28 de novembro de 2005

"O problema social e o anzol"

Artigo escrito pelo Xico Vargas, no mínimo, oportuno para lembrar que os messias estão se preparando...

28.11.2005 Tão ao gosto dos políticos, que costumam servi-la a granel, a expressão problema social alcançou na semana passada o lugar de bordão pátrio do serviço público. Ganhou a vala comum pelo discurso de Carlos Antunes, valoroso comandante da Guarda Municipal. Nela viu Antunes adequada justificativa para a perda de controle da prefeitura sobre as ruas de quatro bairros do Rio hoje tomadas por camelôs. Não tem solução, ele disse.
Poderia ter depositado o distintivo sobre a mesa e deixado a sala, como faziam muito antigamente os xerifes fracassados. Preferiu conservar o contracheque e tomar a trilha de seu patrão, o prefeito, que botou na conta do problema social a favelização que engole a cidade. Deve-se à mesma causa, certamente, o hábito de subordinados de Antunes montarem guarda nas esquinas do Centro da cidade, justamente ao lado de tabuleiros onde se vendem DVDs, CDs e brinquedos de variada origem. Tudo pirata.
Talvez tenha tentado ser original em seu escalão o comandante da Guarda. Tivesse mirado no exemplo dos secretários municipais, poderia ter dito que lhe faltam recursos, tropas, viaturas, fiscais, enfim, o que costumam alegar os auxiliares do prefeito pilhados em delito. Quando escolheu a ficha do problema social Antunes virou só um arremedo do velho malandro da política. Aquele que diz aos jornais qualquer coisa que lhe tire a responsabilidade das costas.
Problema social era um dos carimbos preferidos de Leonel Brizola, quando Saturnino Braga era prefeito do Rio e preparava-se para anunciar que havia quebrado a cidade. Brizola embaralhava as velhas frases de sempre, salpicava um problema social aqui, uma perca internacional ali, um costeando o alambrado mais adiante e dava por explicada uma denúncia de desvio de dinheiro na carteira de Crédito Imobiliário do Banerj, então nas mãos de um administrador conhecido como “Paulinho 10%”.
Apesar do desgaste pelo uso, problema social acabou virando o novo recorta-e-cola da administração pública brasileira. Tudo é problema social, expressão que coalhou os discursos de Olívio Dutra no ministério das Cidades. Dutra é aquele senhor de bastos bigodes, que apresentou a soja transgênica aos brasileiros e introduziu a febre aftosa no governo do PT gaúcho. Quando foi para Brasília ajudar a aparelhar o Estado agarrou-se à tese do título de propriedade como redenção do problema social nas favelas.

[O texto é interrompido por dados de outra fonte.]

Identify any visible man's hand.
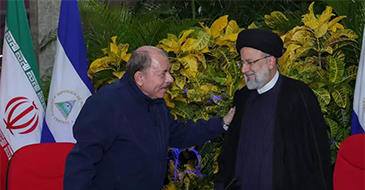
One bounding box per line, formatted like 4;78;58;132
223;107;236;125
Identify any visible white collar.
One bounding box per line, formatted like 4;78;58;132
257;70;279;94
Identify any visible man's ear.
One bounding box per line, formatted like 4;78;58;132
134;71;144;87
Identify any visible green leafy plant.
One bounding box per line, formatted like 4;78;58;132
157;15;245;189
265;2;357;162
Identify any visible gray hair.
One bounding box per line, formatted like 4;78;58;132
126;46;166;81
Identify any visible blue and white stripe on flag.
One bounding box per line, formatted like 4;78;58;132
41;0;93;142
351;25;365;135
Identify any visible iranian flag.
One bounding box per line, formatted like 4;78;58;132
0;0;45;158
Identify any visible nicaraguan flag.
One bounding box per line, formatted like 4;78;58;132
351;26;365;135
41;0;93;142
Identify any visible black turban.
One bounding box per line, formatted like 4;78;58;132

No discurso do ministro o problema social começaria a ser debelado com a garantia de que o pobre seria dono do teto que tinha sobre a cabeça. Com a propriedade – ele dizia – poderia “alavancar dinheiro e melhorar de vida”. Evitou, porém, revelar que título de propriedade, com todos os levantamentos e registros necessários, custava 600 reais por unidade ou 10 vezes menos que uma casa popular. Daí por que seu ministério havia feito a escolha pelo embuste.
Como faltou apontar o incauto disposto a emprestar dinheiro tendo por garantia um barraco espetado num morro dominado por traficantes, o título de propriedade caiu do vocabulário político. O problema social se manteve. Foi essa a desculpa usada pela governadora Garotinho para enfiar nos programas Tudo o que você queria a um real recursos desviados da Saúde. Mas como não há mágica fora do palco, faz todo o sentido que três anos depois os hospitais públicos da rede estadual apareçam nos jornais em duas situações: caindo aos pedaços ou novos - por que erguidos por mão federal - e sem equipamentos ou pessoal - tarefa do estado - que os ponham a funcionar.

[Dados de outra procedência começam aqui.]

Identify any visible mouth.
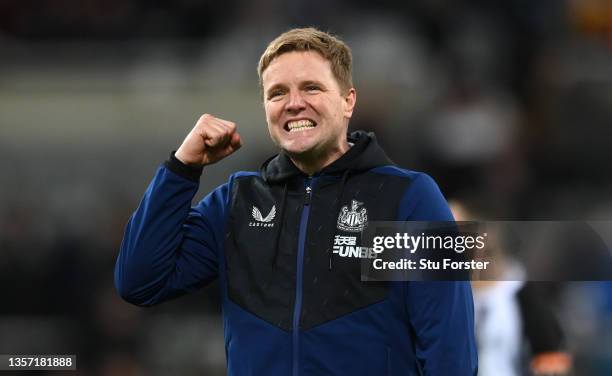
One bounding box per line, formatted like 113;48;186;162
284;119;317;133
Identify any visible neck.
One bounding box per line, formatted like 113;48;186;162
289;140;350;176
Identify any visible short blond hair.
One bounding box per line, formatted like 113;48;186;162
257;27;353;92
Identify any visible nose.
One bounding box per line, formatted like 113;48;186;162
285;91;306;113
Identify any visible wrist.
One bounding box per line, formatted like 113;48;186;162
164;151;204;182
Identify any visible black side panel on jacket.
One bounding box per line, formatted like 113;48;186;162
300;173;409;329
225;173;409;331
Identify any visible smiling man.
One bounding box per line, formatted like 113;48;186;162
115;28;477;376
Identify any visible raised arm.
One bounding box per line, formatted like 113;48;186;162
115;115;241;306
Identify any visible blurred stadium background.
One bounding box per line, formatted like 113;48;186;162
0;0;612;376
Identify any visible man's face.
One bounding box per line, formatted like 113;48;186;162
262;51;356;160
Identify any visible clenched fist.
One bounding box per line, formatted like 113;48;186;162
174;114;242;167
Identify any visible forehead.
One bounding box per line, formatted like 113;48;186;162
262;51;335;88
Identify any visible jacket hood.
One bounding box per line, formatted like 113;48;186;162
260;131;393;183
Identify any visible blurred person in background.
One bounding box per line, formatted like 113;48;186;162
115;28;477;376
450;199;572;376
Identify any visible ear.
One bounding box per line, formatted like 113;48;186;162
344;87;357;119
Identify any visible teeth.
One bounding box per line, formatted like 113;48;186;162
287;120;314;132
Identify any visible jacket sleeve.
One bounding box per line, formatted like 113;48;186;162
115;160;229;306
401;174;478;376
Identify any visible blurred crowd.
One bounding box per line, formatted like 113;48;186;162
0;0;612;376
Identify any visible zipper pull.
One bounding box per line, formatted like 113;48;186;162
304;181;312;205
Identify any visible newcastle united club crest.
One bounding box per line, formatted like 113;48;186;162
338;200;368;232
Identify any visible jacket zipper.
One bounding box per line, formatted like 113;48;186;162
291;177;315;376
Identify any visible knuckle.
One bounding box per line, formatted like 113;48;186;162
199;114;213;122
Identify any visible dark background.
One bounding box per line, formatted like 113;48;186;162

É também no problema social que mira o presidente da República, quando repete pela sabe-se lá quantas vezes “nunca se fez mais nesse país”. Só que, os favela-bairro, de César Maia, ou os sua vida a um real, dos Garotinho, ou ainda os fome-zero, de Lula, não são feitos para tirar o problema social do dicionário. Como não ensinam nada a ninguém, nem oferecem ferramentas, exercem uma modalidade sórdida de atendimento conhecida como assistencialismo de anzol. No caso do fome-zero já envolve 11 milhões de famílias ou 44 milhões de fisgados. É bom não perder de vista essa conta.